Als sein Kopf nach einem beflügelndem Marsch zur Mittagszeit aus den Wolken ragte und er unter sich nicht mehr die schummrigen Überreste der weiten Wüste, sondern den sanften Spielplatz des Wetters beschaute, erhellte sich seine Miene. Wie die Hände eines Kindes fuhren die seinen in die flaumig gewordene Luft und versuchten spielerisch, dem Nebelfeld kleine Büschel zu entreißen. Er lächelte selig und sog genussfreudig die klare Höhenluft in sich, versuchte sie zu konservieren. Da bemerkte sein Geruchsorgan eine vertraute Feinheit in diesem nie geatmeten Destillat purer Frische. Ja, da war mehr als bloße Reinheit! In der befreienden Kälte, die seine Atemwege betäubte, befand sich das unvergleichliche Aroma von Wald und Wiese! Herr von Seinen tänzelte über Felsbuckel und schlängelte sich an steil abfallenden Hängen entlang, übersprang gazellengleich eine gähnende Kluft. War es denn die Möglichkeit? Hier, in dieser menschenlosen Gegend, hoch droben im Paradies, da gedieh sein Tabak in natürlichstem Umfeld. Es bestand kein Zweifel! Herr von Seinen beugte sich tief in das Feld zierlicher Nachtschattengewächse und füllte seine Nase mit dem Geruch dieser edlen Pflanze. Er beugte sich hinab, bis die Spitze seines Riechorganes die oberen Blätter der würzigen Krone dieser Höhenfauna durchschiffte und inhalierte wie besessen. Eines der sinnlich gewachsenen Geschöpfe trennte er knapp über dem Boden ab und verstaute es bei seinen Streichhölzern.

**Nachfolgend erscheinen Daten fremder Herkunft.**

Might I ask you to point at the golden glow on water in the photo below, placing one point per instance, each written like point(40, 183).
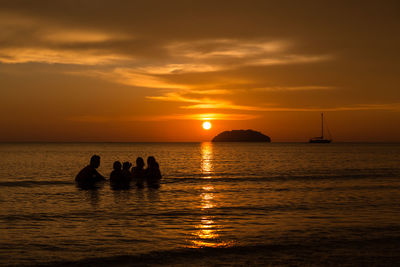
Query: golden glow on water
point(207, 233)
point(206, 159)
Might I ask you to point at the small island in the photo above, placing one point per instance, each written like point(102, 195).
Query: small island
point(241, 136)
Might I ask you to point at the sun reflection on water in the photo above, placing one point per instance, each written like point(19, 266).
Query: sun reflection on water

Als er sich wieder aufrichtete - er war womöglich etwas benommen - zeichnete sich vor seinen Augen ein klarer Weg ab. Dort, wo sich das Heer der geliebten Pflänzchen an die Steilwand schmiegte, setzte der Novellist seine Fußspitze in den Fels und kraxelte weiter die senkrechte Steigung empor.
Abends unterbrach er den Aufstieg, als sein Hut die sanft vibrierende Schwinge eines schlummernden Adlerjungens berührte. Herr von Seinen fragte sich mit leichter Kümmernis, an was es dem zitternden Spross wohl mangele, ehe ihm gewahr wurde, dass er träumte und sich offenbar rege in seinen ersponnenen Welten umher bewegte. Ganz genauso, wie es auch der Novellist des Nachts zu tun pflegte. Es war nicht alleine, drei weitere Jungtiere teilten sich mit ihm den Hort. Der müde Herr von Seinen schob sich über den Rand des lauschigen Geflechts, rutschte nah an ein leise surrendes Vogelkind heran, ohne dieses zu wecken, und fiel auf der Stelle in einen tiefen Schlaf.